Ingevolge artikel 8, achtste lid, van de planvoorschriften is op deze gronden het bepaalde in artikel 9 met betrekking tot de aanlegvergunningplichtige werken en werkzaamheden van overeenkomstige toepassing.
Ingevolge artikel 9, eerste lid, aanhef en onder a, van de planvoorschriften is het verboden op of in de gronden, als bedoeld in het eerste lid van artikel 8, zonder of in afwijking van een schriftelijke vergunning van burgemeester en wethouders (aanlegvergunning) de volgende werken en werkzaamheden, niet zijnde onderhouds- of beheerswerkzaamheden uit te voeren: het buiten de bouwpercelen aanleggen of verharden van wegen, paden, of parkeergelegenheden en het aanbrengen van andere oppervlakteverhardingen.

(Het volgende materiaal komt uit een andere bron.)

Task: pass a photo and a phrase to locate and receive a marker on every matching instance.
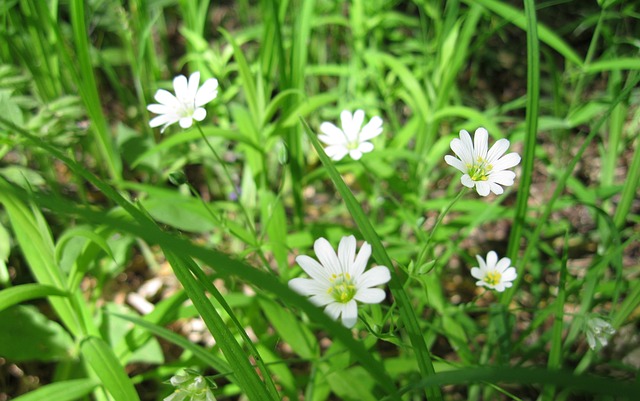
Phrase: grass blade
(407, 313)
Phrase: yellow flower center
(342, 288)
(480, 170)
(492, 278)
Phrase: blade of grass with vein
(517, 18)
(555, 355)
(89, 91)
(199, 352)
(629, 189)
(103, 361)
(39, 254)
(68, 390)
(561, 183)
(511, 374)
(244, 372)
(407, 313)
(27, 292)
(533, 103)
(225, 266)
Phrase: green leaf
(407, 313)
(68, 390)
(104, 363)
(28, 335)
(26, 292)
(290, 329)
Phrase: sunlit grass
(128, 255)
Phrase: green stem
(443, 213)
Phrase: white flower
(495, 274)
(598, 331)
(187, 103)
(190, 387)
(482, 168)
(353, 138)
(338, 281)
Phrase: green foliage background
(96, 203)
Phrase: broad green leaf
(68, 390)
(290, 329)
(101, 359)
(26, 292)
(28, 335)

Ingevolge artikel 15 van de planvoorschriften mogen onbebouwde gronden en bouwwerken die bij het van kracht worden van het plan in gebruik zijn voor andere doeleinden dan waarvoor zij blijkens de bestemmingen ingevolge dit plan mogen worden gebruikt, voor die doeleinden in gebruik blijven, dan wel op een andere wijze of voor een ander doel gebruikt worden, mits de bestaande afwijkingen van het plan niet worden vergroot.
Ingevolge artikel 16, eerste lid, van de planvoorschriften is het verboden de in dit plan begrepen gronden en de daarop voorkomende bouwwerken te gebruiken voor een doel of op een wijze strijdig met het in dit plan bepaalde.
2.3.    Appellante betoogt dat de voorzieningenrechter ten onrechte heeft overwogen dat de erfverharding ten behoeve van parkeren door haar, als onderneming, zou zijn aangelegd. Zij heeft in dit verband aangevoerd dat de percelen waarop de verharding is aangebracht niet haar eigendom zijn, maar die van [haar directeur], als privépersoon, dat deze de verharding heeft aangebracht en voorts dat de voorzieningenrechter niet heeft onderkend dat het parkeren van een auto door haar werknemers niet in strijd is met de bestemming "Woondoeleinden cat. II (WII)".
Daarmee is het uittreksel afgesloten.